Excess Receipts Prices
0 to 2% 100% of Index Price
2 to 5% 100% of Applicable Price
5 to 10% 85% of Applicable Price
10 to 15% 75% of Applicable Price
15 to 20% 60% of Applicable Price
20% 50% of Applicable Price
If the Negative Imbalance (N) exceeds the Positive Imbalance (P), then the
Applicable Price shall be the Index Price. If P>N, then the Applicable Price
shall be the Low Price as defined in Section 12.7(d).
For purposes of determining the tier at which an imbalance will be cashed out,
the price will apply only to quantities within a tier. For example, if there
is a 6% imbalance, quantities that comprise the first 2% of the imbalance are
priced at 100% of the Index Price, quantities comprising 3% of the imbalance
are priced at 100% of the Applicable Price, and volumes comprising the
remaining 1% of the imbalance are priced at 85% of the Applicable Price.
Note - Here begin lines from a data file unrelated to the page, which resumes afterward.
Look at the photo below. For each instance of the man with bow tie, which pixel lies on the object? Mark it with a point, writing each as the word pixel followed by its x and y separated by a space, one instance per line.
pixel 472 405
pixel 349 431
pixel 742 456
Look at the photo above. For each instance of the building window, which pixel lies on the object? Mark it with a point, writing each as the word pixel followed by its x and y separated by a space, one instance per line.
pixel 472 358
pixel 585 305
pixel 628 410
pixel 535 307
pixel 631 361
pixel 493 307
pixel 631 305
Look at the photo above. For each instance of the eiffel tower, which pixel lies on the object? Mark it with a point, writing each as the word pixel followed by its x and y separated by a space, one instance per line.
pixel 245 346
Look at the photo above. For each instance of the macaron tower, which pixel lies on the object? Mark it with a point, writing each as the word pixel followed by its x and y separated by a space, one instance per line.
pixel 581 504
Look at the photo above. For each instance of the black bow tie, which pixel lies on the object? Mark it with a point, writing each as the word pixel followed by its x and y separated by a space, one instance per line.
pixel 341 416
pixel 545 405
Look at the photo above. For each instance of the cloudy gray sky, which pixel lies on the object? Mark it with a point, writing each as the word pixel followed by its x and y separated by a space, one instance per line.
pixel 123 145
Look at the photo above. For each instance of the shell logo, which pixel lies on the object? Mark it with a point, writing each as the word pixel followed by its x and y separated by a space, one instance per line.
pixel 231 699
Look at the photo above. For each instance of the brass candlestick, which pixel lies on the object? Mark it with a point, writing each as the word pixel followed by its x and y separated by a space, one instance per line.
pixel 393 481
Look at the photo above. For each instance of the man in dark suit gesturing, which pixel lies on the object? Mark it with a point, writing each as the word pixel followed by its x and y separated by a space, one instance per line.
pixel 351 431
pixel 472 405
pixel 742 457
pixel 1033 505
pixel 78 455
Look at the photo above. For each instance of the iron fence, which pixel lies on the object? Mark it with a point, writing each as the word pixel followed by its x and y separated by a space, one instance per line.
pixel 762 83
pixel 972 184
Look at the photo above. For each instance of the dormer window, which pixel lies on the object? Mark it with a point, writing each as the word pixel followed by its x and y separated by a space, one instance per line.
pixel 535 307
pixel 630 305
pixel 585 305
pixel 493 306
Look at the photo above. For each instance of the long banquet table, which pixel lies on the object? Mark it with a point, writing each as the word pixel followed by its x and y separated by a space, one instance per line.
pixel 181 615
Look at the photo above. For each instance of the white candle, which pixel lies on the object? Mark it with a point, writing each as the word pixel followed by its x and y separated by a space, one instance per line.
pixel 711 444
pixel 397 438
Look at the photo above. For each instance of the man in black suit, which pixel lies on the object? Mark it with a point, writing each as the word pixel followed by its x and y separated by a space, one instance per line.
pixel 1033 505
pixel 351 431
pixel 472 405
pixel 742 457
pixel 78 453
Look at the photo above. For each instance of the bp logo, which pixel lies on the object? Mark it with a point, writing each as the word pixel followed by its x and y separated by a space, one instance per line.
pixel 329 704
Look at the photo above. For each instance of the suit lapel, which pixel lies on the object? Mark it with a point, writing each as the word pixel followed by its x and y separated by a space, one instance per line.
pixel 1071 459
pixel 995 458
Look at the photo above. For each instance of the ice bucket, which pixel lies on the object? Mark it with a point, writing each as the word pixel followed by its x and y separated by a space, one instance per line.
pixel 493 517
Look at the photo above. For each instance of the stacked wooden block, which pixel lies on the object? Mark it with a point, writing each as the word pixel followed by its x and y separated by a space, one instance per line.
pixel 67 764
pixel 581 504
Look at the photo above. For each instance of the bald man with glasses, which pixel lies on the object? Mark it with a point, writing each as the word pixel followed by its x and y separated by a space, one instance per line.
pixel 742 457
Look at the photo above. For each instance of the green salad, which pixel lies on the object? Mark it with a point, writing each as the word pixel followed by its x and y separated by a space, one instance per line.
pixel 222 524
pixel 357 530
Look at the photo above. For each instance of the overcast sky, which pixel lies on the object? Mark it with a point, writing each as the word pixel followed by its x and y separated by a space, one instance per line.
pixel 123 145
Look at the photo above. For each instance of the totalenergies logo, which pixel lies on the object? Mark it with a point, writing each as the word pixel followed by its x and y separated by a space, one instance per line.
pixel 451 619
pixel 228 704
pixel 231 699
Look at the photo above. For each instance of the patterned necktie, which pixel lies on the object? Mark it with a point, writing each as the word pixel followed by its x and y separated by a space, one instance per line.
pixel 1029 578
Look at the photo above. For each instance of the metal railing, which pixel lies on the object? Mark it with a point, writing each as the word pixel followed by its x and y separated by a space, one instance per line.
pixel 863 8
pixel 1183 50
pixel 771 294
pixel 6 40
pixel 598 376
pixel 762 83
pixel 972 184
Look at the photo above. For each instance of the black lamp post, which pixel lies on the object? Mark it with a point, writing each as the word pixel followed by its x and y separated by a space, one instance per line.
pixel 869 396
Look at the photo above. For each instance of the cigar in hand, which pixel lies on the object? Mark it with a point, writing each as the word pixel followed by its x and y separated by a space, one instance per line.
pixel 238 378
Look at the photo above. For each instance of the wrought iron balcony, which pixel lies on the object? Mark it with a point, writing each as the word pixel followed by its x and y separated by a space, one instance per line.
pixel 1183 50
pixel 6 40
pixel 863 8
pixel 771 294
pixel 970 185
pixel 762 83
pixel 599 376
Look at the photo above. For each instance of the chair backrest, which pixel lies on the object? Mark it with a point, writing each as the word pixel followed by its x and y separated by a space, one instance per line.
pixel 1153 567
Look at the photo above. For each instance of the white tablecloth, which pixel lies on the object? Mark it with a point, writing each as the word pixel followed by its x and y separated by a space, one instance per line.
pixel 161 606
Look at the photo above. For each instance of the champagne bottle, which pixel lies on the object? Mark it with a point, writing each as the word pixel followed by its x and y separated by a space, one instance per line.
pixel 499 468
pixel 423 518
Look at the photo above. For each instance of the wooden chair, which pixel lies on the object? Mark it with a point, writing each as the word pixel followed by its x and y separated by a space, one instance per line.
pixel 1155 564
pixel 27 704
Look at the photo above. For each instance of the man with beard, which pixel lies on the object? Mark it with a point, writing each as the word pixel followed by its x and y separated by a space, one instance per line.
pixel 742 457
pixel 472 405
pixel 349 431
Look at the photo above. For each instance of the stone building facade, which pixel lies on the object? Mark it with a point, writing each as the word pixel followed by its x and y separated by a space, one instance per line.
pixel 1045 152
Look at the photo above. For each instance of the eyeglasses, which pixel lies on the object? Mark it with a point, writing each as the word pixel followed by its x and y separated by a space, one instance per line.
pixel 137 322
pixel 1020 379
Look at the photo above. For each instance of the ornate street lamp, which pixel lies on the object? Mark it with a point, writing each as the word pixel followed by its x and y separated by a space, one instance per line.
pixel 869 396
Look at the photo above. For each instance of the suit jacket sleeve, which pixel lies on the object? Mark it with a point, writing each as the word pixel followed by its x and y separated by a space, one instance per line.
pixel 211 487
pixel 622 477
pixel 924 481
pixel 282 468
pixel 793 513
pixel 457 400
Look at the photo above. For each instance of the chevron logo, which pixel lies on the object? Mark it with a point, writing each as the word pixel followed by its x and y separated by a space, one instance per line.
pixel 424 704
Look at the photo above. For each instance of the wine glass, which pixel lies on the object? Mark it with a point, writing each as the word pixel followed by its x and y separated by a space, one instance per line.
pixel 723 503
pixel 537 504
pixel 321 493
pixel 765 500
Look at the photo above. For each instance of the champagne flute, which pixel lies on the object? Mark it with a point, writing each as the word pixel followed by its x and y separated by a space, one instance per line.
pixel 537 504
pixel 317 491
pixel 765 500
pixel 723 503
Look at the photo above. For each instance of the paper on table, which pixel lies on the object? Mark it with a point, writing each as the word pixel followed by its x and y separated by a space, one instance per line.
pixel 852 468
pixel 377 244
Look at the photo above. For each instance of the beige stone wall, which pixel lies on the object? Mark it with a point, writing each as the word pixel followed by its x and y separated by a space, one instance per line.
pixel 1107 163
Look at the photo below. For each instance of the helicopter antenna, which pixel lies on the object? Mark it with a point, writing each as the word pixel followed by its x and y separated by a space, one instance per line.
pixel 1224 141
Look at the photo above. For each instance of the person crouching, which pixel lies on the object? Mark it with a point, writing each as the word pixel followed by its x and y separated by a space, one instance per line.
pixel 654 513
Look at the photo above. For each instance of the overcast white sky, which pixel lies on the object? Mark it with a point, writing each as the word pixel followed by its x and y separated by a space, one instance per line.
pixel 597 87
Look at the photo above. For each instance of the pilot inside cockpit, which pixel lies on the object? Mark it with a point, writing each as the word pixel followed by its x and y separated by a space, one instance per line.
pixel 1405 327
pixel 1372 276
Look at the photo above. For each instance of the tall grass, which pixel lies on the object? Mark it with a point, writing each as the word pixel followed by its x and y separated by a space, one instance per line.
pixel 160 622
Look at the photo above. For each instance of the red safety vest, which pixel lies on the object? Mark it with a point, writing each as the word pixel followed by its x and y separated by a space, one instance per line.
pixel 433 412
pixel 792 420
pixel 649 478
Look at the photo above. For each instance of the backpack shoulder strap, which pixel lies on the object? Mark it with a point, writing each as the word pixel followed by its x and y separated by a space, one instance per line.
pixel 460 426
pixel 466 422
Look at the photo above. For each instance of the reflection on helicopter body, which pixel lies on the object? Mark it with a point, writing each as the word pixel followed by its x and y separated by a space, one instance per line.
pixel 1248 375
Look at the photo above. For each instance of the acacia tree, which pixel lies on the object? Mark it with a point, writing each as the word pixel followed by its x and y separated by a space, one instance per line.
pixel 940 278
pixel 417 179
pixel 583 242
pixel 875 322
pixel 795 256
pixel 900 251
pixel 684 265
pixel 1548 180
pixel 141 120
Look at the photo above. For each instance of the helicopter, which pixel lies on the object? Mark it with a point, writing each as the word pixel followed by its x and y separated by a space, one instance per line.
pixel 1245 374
(c)(2)Subject to the provisions of GT&Cs Sections 12.3 and 12.4, if
Shipper's Net Monthly Imbalance is less than or equal to 1,000 Dt, Shipper
shall pay Pipeline for Shipper's Net Monthly Imbalance at the Index Price.
(c)(3)In the event Shipper owes Pipeline any payments under subsection
(b) above from a previous Month which are past due, Pipeline shall have the
right hereunder to offset payments it owes to Shipper under this subsection
(c) by such past due amounts (inclusive of interest).